A burned manuscript occasions these tales from three distinct characters.
“You’ve never seen anyone,” Max’s ex-wife tells him. “You’ve only seen yourself, and the women you’ve had have only been mirrors in which you saw your own reflection.” This insight arrives near the end of Swedish author Wolff’s (Bret Easton Ellis and the Other Dogs, 2016) second novel. It’s a strange, disjointed book. After Max completes a manuscript (which bears the same title as Wolff’s), he entrusts the only copy to literary critic Ruben, who has devoted his life to the study of Max’s work. But that turns out to be a risky place; Ellinor, a woman who met Ruben online and then moved into his house, finds the manuscript and lights it on fire. Lest this all sound too straightforward, keep in mind that the plot is told backward and, as it were, from the side: The novel is split into three sections, narrated by three different characters in reverse chronological order. It begins with Ellinor’s description of her own sexual history and continues in the second section with Max—a hateful character straight out of a Michel Houellebecq novel. In fact, Wolff seems to be parodying Houellebecq, or at least hanging him out to dry. But in an abrupt shift of mood and tone, the novel’s third section leaves Stockholm for Italy, and this is where the novel is at its most vivid.
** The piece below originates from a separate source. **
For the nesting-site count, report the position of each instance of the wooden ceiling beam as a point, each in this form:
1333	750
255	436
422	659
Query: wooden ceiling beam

Lucrezia narrates here: Granddaughter of Rome’s very last marchesa, Lucrezia is responsible for her family’s crumbling estate—the place, as it happens, where Max wrote his ill-fated manuscript. Lucrezia describes the circumstances in which he wrote it. Whether any of this comes together in the end is anyone’s guess. Wolff’s prose is whip-smart and deliciously cynical about Max, Michel Houellebecq, and men like them—but you still have to spend a lot of time in their company.
Wolff’s book is smart, funny, and sad in turns, but the point it’s making—and it seems to be trying very hard to make a point—isn’t always in view.